Sacramento Tragedy Leads to Extreme Overgeneralizations About Undocumented Community

Oct 29, 2014
3:37 PM

What happened last Friday in Sacramento, where two Northern California sheriff’s officers were killed, was tragic. The suspect is Luis Enrique Monroy Bracamonte, “a Mexican who lived without papers in this country for more than a decade after he was deported in 1997 and again in 2001 because of drug- and weapon-related arrests,” as reported today by The New York Times.

The deaths of Daniel Oliver and Michael Davis are senseless, just like the time when a little girl named Brisenia Flores and her dad were killed in 2009 by Arizona minutemen. Humanity’s ugly side can get very ugly at times. Any type of violence is evil.

The reason why we raise all this is that in the last 48 hours, we have received emails and tweets asking us where our story about the Sacramento killings was. For example, this came today in an email under the subject WHY NO COVERAGE?: “Obama’s poster child for his expected Amnesty Executive Order for 11.7 million illegals, unlawfully in the USA.”


When we emailed the person back saying that we did share the story on our social networks (twice) and whether he expressed such outrage for the death of Flores a few years back, he wrote this: “Even had the cojonas [sic] to share on the front page of their website ~ not just on their ‘networks’.” (Granted, our networks have about 75K people, but we guess that wasn’t enough for Mr. Cojonas, who also shared this.)

Which is why we think there needs to be a moment to explore the issue here and why has it gotten so political so quickly: what happened in Sacramento last week is beyond tragic. In 2009, what happened to Brisenia Flores in the heat of raw anti-immigration hate was also extremely sad. Yet it took the Times just days to cover the Sacramento story, but over a month to cover the Flores story.


Why did The Times start its story like this? “It would seem to be a worst case that opponents of the Obama administration on immigration had long forecast…”

Why did The Times include quotes from Federation for American Immigration Reform, already identified as a hate group?

Did The Times check to see what FAIR has been saying recently?

The U.S. Immigration and Customs Enforcement (ICE) has just 20,000 employees, only half of which are dedicated to the apprehension and removal of illegal aliens. The cooperation of state and local police forces, which number about 800,000 strong, is vital to ferreting out those among us who wish to cause us harm. At least five of the 9/11 hijackers were illegal aliens, of which four — ringleader and pilot Mohammed Atta, pilot Hani Hanjour, pilot Ziad Jarrah, and muscle Nawaf al-hazmi — came into contact with state and local law enforcement several times before the attacks for various reasons.
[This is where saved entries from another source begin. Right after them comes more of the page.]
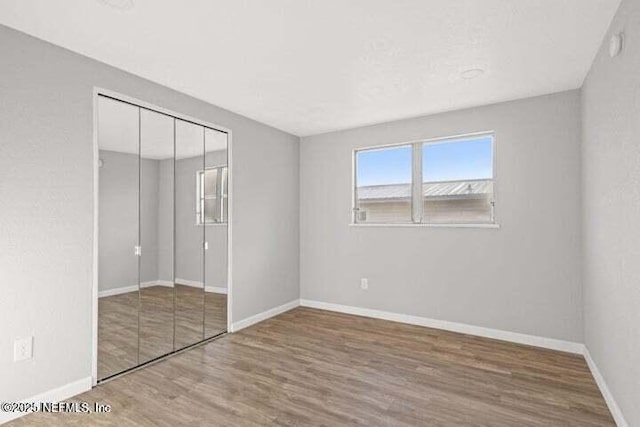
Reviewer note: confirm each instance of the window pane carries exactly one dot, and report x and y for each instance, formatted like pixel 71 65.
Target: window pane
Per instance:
pixel 210 181
pixel 458 181
pixel 225 184
pixel 383 177
pixel 210 213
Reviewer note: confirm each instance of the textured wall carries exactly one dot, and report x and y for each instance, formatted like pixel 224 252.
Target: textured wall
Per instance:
pixel 46 207
pixel 611 209
pixel 523 277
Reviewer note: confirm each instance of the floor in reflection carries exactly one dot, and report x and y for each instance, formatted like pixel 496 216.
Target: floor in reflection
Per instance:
pixel 118 324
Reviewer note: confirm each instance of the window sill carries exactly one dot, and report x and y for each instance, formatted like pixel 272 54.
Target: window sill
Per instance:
pixel 495 226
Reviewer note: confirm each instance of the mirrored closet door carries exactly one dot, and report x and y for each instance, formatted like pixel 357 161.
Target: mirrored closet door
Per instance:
pixel 162 238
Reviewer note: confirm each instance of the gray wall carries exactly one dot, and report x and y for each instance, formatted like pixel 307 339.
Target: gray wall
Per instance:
pixel 523 277
pixel 611 206
pixel 118 220
pixel 189 235
pixel 46 207
pixel 118 227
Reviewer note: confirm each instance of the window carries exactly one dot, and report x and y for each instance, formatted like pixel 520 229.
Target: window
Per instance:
pixel 212 191
pixel 444 181
pixel 383 190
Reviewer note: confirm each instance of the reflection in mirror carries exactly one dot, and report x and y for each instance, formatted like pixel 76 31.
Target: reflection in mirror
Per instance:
pixel 117 237
pixel 189 236
pixel 214 200
pixel 156 235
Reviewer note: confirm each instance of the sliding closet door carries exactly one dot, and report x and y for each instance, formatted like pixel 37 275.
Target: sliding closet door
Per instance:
pixel 118 173
pixel 156 234
pixel 189 235
pixel 215 207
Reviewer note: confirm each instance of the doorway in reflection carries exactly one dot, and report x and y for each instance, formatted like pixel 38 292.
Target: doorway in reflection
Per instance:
pixel 162 244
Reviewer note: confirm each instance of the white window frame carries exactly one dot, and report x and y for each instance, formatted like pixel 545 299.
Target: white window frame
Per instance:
pixel 416 184
pixel 200 196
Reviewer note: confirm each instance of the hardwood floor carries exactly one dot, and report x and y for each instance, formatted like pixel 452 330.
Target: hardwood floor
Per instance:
pixel 118 324
pixel 312 367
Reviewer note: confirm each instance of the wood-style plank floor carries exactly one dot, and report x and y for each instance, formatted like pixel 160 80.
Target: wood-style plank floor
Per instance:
pixel 312 367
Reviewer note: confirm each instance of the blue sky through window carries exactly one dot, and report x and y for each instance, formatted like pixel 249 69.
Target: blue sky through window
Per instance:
pixel 385 166
pixel 446 161
pixel 459 160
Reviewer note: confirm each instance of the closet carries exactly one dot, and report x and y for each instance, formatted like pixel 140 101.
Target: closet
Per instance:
pixel 162 234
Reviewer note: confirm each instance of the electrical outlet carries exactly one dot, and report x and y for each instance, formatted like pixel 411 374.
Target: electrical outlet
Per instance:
pixel 22 349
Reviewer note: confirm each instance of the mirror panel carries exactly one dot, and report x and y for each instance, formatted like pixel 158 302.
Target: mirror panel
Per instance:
pixel 156 235
pixel 118 146
pixel 189 248
pixel 215 208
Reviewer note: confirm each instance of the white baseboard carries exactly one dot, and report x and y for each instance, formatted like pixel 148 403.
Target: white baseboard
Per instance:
pixel 615 410
pixel 56 395
pixel 550 343
pixel 244 323
pixel 168 283
pixel 117 291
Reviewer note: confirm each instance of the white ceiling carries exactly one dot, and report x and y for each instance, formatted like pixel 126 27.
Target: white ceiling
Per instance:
pixel 118 131
pixel 311 66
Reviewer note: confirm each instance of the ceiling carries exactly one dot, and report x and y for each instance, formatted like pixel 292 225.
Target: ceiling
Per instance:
pixel 312 66
pixel 118 131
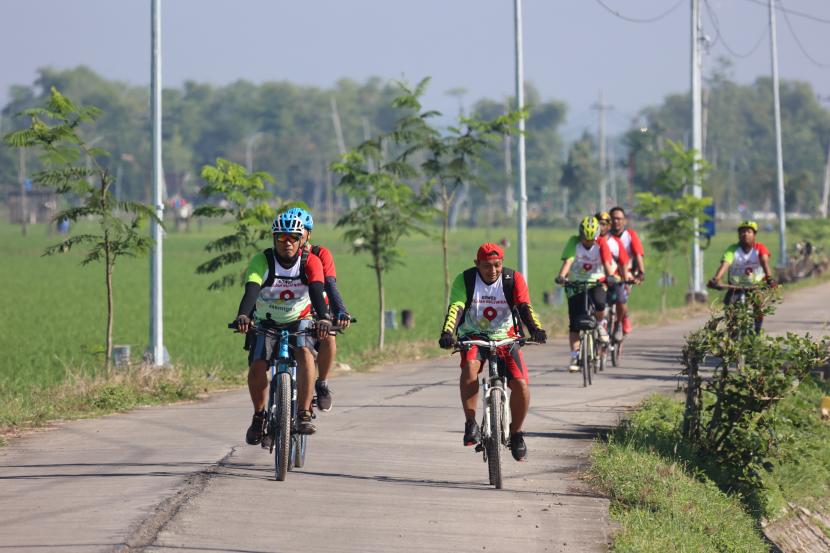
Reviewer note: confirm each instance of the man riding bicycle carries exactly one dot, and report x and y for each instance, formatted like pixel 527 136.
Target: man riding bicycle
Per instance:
pixel 637 268
pixel 617 294
pixel 586 259
pixel 483 300
pixel 748 264
pixel 327 347
pixel 279 292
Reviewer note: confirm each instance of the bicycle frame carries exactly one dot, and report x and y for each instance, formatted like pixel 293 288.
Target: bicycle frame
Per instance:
pixel 282 363
pixel 490 381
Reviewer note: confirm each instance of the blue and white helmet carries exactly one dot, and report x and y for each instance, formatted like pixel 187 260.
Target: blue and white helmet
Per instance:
pixel 308 220
pixel 291 221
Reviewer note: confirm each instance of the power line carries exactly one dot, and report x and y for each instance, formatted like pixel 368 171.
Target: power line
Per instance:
pixel 796 13
pixel 798 42
pixel 640 20
pixel 713 17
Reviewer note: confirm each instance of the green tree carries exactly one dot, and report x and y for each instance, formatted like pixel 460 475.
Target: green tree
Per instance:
pixel 385 209
pixel 244 198
pixel 673 215
pixel 452 160
pixel 56 130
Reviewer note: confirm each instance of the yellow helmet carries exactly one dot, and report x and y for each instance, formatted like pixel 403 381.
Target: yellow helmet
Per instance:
pixel 589 228
pixel 603 216
pixel 748 224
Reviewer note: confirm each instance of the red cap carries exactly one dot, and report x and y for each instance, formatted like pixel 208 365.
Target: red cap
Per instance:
pixel 489 251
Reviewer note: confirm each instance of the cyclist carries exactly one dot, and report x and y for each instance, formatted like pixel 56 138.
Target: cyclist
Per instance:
pixel 617 294
pixel 748 264
pixel 278 292
pixel 483 301
pixel 328 345
pixel 586 258
pixel 637 268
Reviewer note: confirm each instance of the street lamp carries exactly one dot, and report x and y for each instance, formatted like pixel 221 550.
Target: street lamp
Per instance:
pixel 249 150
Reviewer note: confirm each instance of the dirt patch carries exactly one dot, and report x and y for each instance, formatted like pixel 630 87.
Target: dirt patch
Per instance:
pixel 802 531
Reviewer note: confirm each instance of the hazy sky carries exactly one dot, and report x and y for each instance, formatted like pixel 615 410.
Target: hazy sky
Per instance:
pixel 573 48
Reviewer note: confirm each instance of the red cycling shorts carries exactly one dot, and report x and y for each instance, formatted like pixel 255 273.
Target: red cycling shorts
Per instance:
pixel 510 358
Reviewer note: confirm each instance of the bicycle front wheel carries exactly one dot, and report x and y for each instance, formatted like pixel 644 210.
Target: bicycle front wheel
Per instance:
pixel 282 439
pixel 585 357
pixel 300 448
pixel 496 436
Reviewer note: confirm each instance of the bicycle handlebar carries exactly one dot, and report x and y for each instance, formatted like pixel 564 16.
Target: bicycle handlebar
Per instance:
pixel 273 330
pixel 493 343
pixel 587 284
pixel 720 286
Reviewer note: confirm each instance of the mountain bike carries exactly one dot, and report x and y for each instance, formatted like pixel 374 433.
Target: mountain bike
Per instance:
pixel 614 348
pixel 738 331
pixel 281 416
pixel 589 342
pixel 495 421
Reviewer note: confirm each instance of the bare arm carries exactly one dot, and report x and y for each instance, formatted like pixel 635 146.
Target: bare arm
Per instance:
pixel 566 267
pixel 724 265
pixel 765 266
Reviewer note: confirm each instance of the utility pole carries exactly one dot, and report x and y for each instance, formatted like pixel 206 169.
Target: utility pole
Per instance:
pixel 156 310
pixel 601 106
pixel 825 196
pixel 249 151
pixel 21 175
pixel 520 105
pixel 509 198
pixel 697 292
pixel 782 213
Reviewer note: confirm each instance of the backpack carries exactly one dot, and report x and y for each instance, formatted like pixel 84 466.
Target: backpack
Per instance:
pixel 508 283
pixel 272 267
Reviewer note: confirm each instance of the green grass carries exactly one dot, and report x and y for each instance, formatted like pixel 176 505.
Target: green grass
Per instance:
pixel 54 316
pixel 666 499
pixel 662 508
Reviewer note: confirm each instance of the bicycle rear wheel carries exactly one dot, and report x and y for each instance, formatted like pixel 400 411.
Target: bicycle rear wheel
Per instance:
pixel 496 436
pixel 616 353
pixel 603 357
pixel 282 439
pixel 583 360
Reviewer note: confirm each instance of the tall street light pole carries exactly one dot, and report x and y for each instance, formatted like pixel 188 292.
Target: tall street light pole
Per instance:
pixel 779 156
pixel 520 104
pixel 697 291
pixel 156 311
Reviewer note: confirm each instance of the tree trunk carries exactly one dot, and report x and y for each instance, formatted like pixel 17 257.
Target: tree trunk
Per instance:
pixel 108 263
pixel 381 305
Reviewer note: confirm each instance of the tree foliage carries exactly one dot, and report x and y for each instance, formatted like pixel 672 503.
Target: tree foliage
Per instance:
pixel 673 215
pixel 56 130
pixel 730 416
pixel 740 142
pixel 385 206
pixel 243 198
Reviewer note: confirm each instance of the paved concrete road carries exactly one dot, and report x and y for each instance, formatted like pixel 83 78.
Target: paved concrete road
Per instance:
pixel 386 470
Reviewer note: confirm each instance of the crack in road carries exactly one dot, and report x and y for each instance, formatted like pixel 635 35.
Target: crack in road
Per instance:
pixel 147 531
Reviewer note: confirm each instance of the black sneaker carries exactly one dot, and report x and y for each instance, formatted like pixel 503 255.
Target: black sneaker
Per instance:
pixel 472 435
pixel 304 424
pixel 324 400
pixel 518 447
pixel 254 434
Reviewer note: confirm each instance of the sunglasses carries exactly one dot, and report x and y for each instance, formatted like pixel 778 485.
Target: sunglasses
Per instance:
pixel 287 237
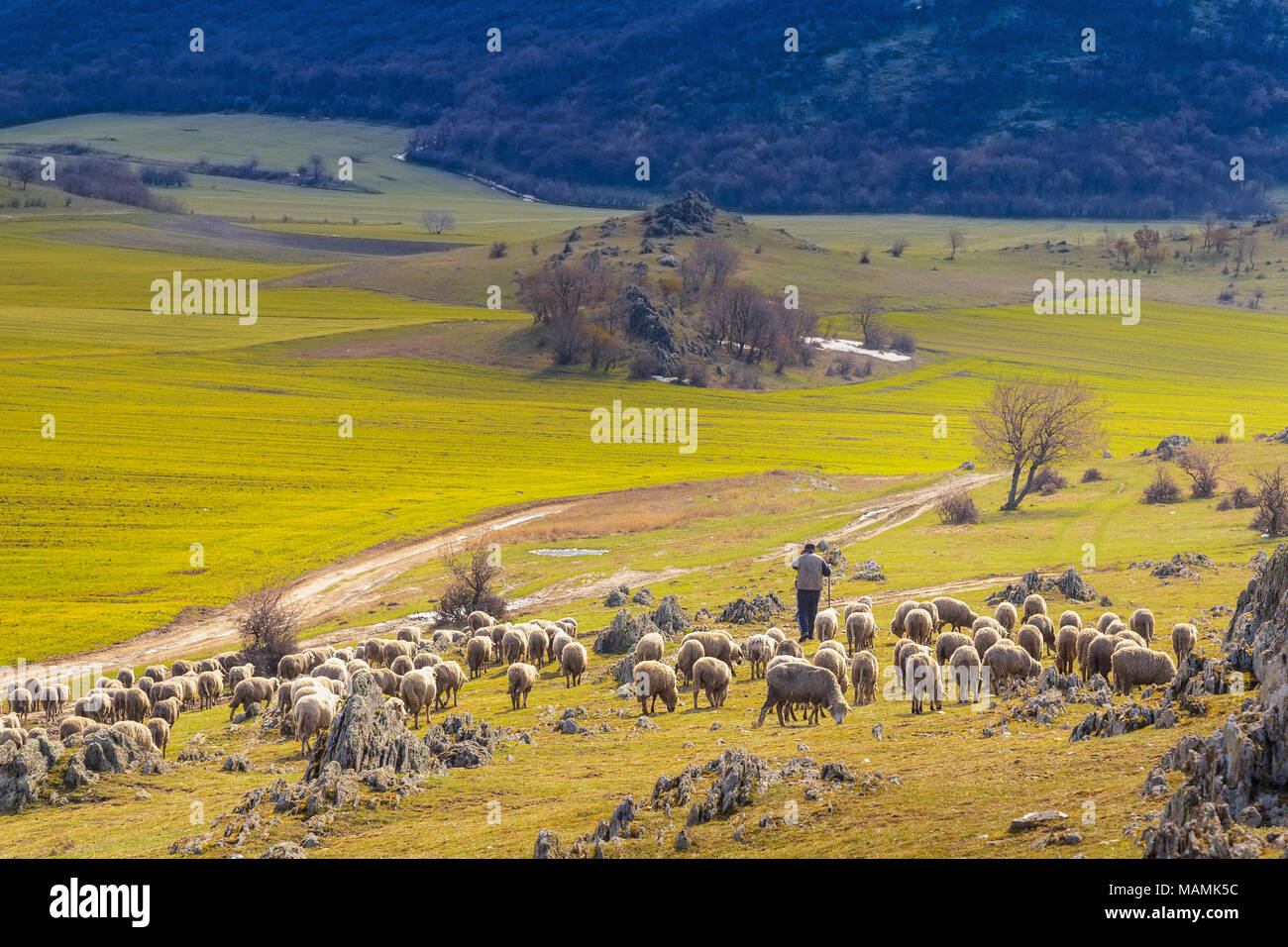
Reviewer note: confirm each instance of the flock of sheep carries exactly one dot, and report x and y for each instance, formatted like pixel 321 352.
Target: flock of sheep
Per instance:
pixel 978 651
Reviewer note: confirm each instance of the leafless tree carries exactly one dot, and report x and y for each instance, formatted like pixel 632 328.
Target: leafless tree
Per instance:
pixel 1029 424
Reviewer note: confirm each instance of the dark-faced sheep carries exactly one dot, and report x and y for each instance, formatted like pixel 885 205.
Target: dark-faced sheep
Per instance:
pixel 799 684
pixel 1184 637
pixel 918 626
pixel 1137 667
pixel 1141 621
pixel 709 676
pixel 655 680
pixel 1065 648
pixel 572 663
pixel 863 673
pixel 965 667
pixel 825 657
pixel 478 652
pixel 1030 639
pixel 861 630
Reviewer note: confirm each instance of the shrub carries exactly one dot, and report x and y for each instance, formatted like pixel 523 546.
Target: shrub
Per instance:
pixel 1162 488
pixel 958 509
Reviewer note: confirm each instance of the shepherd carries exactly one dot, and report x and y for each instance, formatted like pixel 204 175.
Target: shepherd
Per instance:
pixel 810 573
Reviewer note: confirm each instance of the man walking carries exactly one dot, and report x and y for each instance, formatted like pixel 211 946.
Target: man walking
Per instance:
pixel 810 571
If those state and local law enforcement agencies had been working with federal immigration officials, the 9/11 terrorist plot might have been thwarted.

And why dis The Times slip into overgeneralization?

He was hardly an isolated example of a foreigner coming back to the United State illegally after deportation. From 2003 to 2013, about one-third of all deportations, 1.1 million, were based on reinstatements of court orders from previous deportations of the same immigrants, according to Marc R. Rosenblum, a researcher at the Migration Policy Institute, a nonpartisan group in Washington.

So is there a suggestion that all the 1.1 million are suspected killers and/or terrorists? Or, can it be that most of those 1.1 million are actually being reunited with families based on their situations and that there is a false belief that there is massive criminal action going on?

Nationally, since 1994, the violent crime rate has declined 34% and the property crime rate has fallen 26%, even as the number of undocumented immigrants has doubled. According to the conservative Americas Majority Foundation, crime rates during the period 1999–2006 were lowest in states with the highest immigration growth rates. During that period the total crime rate fell 14% in the 19 top immigration states, compared to only 7% in the other 31. Truth is, foreign-born people in America — whether they are naturalized citizens, permanent residents, or undocumented — are incarcerated at a much lower rate than native-born Americans, according to the National Institute of Corrections.

But if you ask FAIR and Mr. Cojonas, we would think they really believe that this country now has 1.1 suspected cop killers so everyone needs to be deported because you know… terrorists.

“What happened in Sacramento is horrible and a tragedy. But it’s made worse by anti-immigrant groups, and maybe ICE itself, exploiting it for their own ends. There’s clearly a race question at work when the fate of millions of people is falsely tied to one isolated case,” said B. Loewe, a spokesman for National Day Laborer Organizing Networks (NDLON).

We know the immigration system in broken, but we also know that there is a huge leap of logic that enters a slippery slope when we start suggesting that the Bracamonte case is the actual everyday standard. Groups like FAIR sure want you to think so. But we all know what is behind their motives.

Then there is this from 2007:

Tragedy is tragedy. The loss of life is devastating. But the idea that we are now some immigrant-infested country of Latin@ cop-killers is just not true. We need to have less of these thoughts:

If we want to have real talks about violence, crime and murder, let’s have them. But let’s separate the issues from the fear.